The time of the output signal of the photodetector obtained using a substance that has a relationship of Since the phase difference between the rotating analyzer and the rotating phase detecting element is detected based on the mode of change on the axis, the rotating analyzer and the rotating phase detecting element of the elliptical polarimeter of the present invention According to the phase difference detection method with By using a material with a deflection angle of 0 equal to a predetermined incident angle of 0 as a sample, it is extremely easy to detect the rotating analyzer and rotating phase in an ellipsometer. According to the phase difference detection method between the rotating analyzer and the rotating phase detection element of the elliptical polarimeter of the present invention, all of the conventional problems mentioned above can be detected precisely. It can be solved well.

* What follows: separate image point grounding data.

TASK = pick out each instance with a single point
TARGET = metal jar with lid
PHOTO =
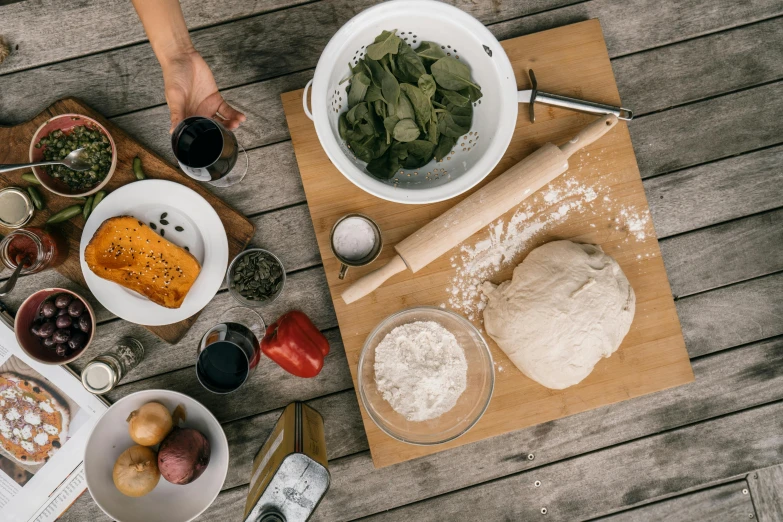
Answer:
(104, 372)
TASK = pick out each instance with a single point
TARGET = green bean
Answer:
(98, 198)
(36, 197)
(137, 168)
(30, 178)
(88, 207)
(65, 214)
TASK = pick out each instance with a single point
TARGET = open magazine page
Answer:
(46, 416)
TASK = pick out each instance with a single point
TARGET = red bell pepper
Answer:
(295, 344)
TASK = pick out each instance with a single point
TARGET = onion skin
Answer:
(183, 456)
(150, 424)
(136, 471)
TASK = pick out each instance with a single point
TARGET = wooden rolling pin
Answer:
(479, 209)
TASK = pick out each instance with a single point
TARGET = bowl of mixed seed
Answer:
(61, 135)
(255, 277)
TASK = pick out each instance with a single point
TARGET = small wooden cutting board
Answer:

[Brief explanation of drawings]

FIG. 1 is a block diagram of an example configuration of an elliptical polarimeter to which a phase difference detection method between a rotating analyzer and a rotating phase detection element of the present invention is applied, and FIG. 2 is a waveform diagram for explanation. 1... Optical system on the light source and emission side, 2... Rotating analyzer,
3... Rotational phase detection element, 4... Photodetector, 6...
・Analog-digital converter, 7...Electronic computer, 8.
...Display, 9...Sample,

Claims (1)

[Claims] The reflected light of the light projected onto the sample surface at a predetermined angle of incidence is made incident on a rotating analyzer such as that provided coaxially with the rotating phase detection element, and the light emitted from the rotating analyzer is A method of detecting the phase difference between a rotating analyzer and a rotating phase detection element in an elliptical polarimeter that is configured to receive light with a photodetector, in which light is projected onto a sample surface at a predetermined incident angle θ. When the sample is to be irradiated with light at the above-mentioned incident angle θ, a material whose refractive index n is in the relationship n=tanθ with respect to the above-mentioned incident angle θ is used. , based on the mode of change on the time axis of the output signal of the photodetector obtained with reference to the output signal from the rotating phase detection element provided coaxially with the rotating analyzer in the above state, A method for detecting a phase difference between a rotating analyzer and a rotating phase detecting element of an elliptical polarimeter, which is characterized by detecting a phase difference between the rotating analyzer and the rotating phase detecting element.